Tandy was silent. Of course her experience had been quite limited.
Smash at last essayed a remark. "You could visit a human village--"
"Shut up, ogre," Tandy snapped, "or I'll kiss you again!"
Smash shut up. She was not bluffing; she could do it. She still had her arms looped around his neck, since she lay half astride him, holding him down, as it were.
"You have to be realistic," Chem said. "The Good Magician sent you out with Smash so the ogre could protect you while you searched for a husband. What good will it
do
you to find the destined man, as John and the Siren and maybe Goldy did, if you foolishly waste your love on an inappropriate object? You would be undermining the very thing you seek."
"Oh, phooey!"
Tandy exclaimed. "You're right, centaur, I know you're right, centaurs are always right--but oh, it hurts!" A couple of hot raindrops fell on Smash's nose, burning him with an acid other than physical. She was crying, and he found that even more confusing than the kiss. "Ever since he rescued me from the gourd and got me back my soul--"
"I'm not denying he's a good creature," Chem said. "I'm just saying, realistically--"
Tandy turned ferociously on Smash.
"You monster!
Why couldn't you have been a man?"
"Because I'm an ogre," he said.
She wrenched one arm clear of him and made as if to strike his face. But her hand did not touch him.

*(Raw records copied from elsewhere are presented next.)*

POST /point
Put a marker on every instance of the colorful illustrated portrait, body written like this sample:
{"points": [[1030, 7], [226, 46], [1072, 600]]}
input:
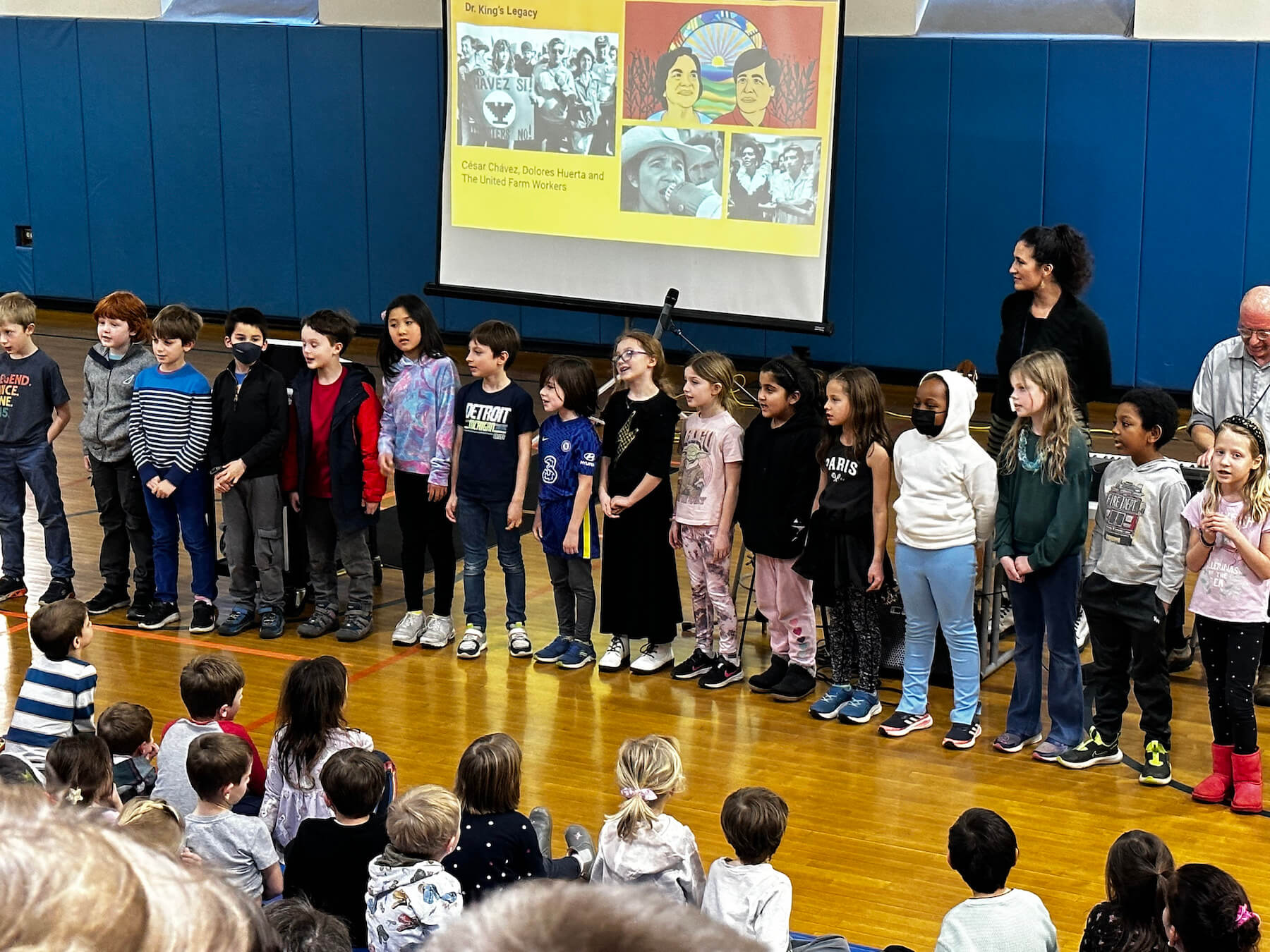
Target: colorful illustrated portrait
{"points": [[738, 66]]}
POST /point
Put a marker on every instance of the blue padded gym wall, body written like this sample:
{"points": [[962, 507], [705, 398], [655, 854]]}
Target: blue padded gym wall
{"points": [[295, 168]]}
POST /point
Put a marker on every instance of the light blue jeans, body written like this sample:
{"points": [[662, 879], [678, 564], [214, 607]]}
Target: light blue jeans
{"points": [[938, 585]]}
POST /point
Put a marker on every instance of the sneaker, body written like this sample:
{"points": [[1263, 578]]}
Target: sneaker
{"points": [[238, 621], [554, 652], [653, 659], [57, 590], [322, 621], [579, 655], [160, 615], [356, 628], [723, 673], [519, 644], [768, 679], [837, 697], [901, 724], [617, 655], [698, 663], [1156, 771], [107, 601], [202, 620], [471, 644], [272, 622], [1091, 752], [408, 630], [1010, 743], [861, 709], [438, 631], [1049, 750]]}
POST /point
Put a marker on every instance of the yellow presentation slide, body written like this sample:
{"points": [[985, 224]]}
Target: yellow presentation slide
{"points": [[689, 125]]}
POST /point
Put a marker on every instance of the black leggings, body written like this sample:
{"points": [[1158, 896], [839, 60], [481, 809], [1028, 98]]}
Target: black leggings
{"points": [[425, 527], [1231, 653]]}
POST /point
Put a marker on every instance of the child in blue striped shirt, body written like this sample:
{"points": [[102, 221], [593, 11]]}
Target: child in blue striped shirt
{"points": [[169, 428], [56, 696]]}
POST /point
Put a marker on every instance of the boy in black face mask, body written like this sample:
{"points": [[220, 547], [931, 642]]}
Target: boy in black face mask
{"points": [[249, 433]]}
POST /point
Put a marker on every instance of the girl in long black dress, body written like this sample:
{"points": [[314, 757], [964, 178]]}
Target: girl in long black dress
{"points": [[639, 582]]}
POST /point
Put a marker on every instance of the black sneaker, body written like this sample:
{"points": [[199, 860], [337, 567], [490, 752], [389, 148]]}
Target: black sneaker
{"points": [[1156, 771], [722, 674], [202, 620], [901, 724], [57, 590], [107, 601], [698, 664], [160, 615], [768, 679], [12, 588]]}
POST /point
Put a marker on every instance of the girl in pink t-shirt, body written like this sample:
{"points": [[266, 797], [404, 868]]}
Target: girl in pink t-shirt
{"points": [[1230, 547], [704, 511]]}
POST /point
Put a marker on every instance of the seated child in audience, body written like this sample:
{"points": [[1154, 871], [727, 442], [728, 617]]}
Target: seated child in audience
{"points": [[56, 696], [303, 928], [78, 772], [220, 768], [984, 850], [1138, 865], [211, 688], [747, 893], [310, 728], [641, 844], [126, 730], [411, 895], [327, 862], [495, 837], [1206, 909]]}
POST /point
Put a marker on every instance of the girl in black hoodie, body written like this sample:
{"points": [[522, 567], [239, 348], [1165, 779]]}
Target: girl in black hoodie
{"points": [[779, 480]]}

The Void spun about him, dimming. Smash realized she had hit him with another tantrum. That, ironically, was more like ogre love. Why couldn't she have been an ogress?
An ogress.
Now, his mind shaken by the double whammy of kiss and tantrum.
Smash floated, half conscious, and realized what he had been missing. An ogress! He, like every member of his party, could not exist alone. He needed a mate. That was what had brought him to Good Magician Humfrey's castle. That had been his unasked Question. How could he find his ideal mate? Humfrey had known.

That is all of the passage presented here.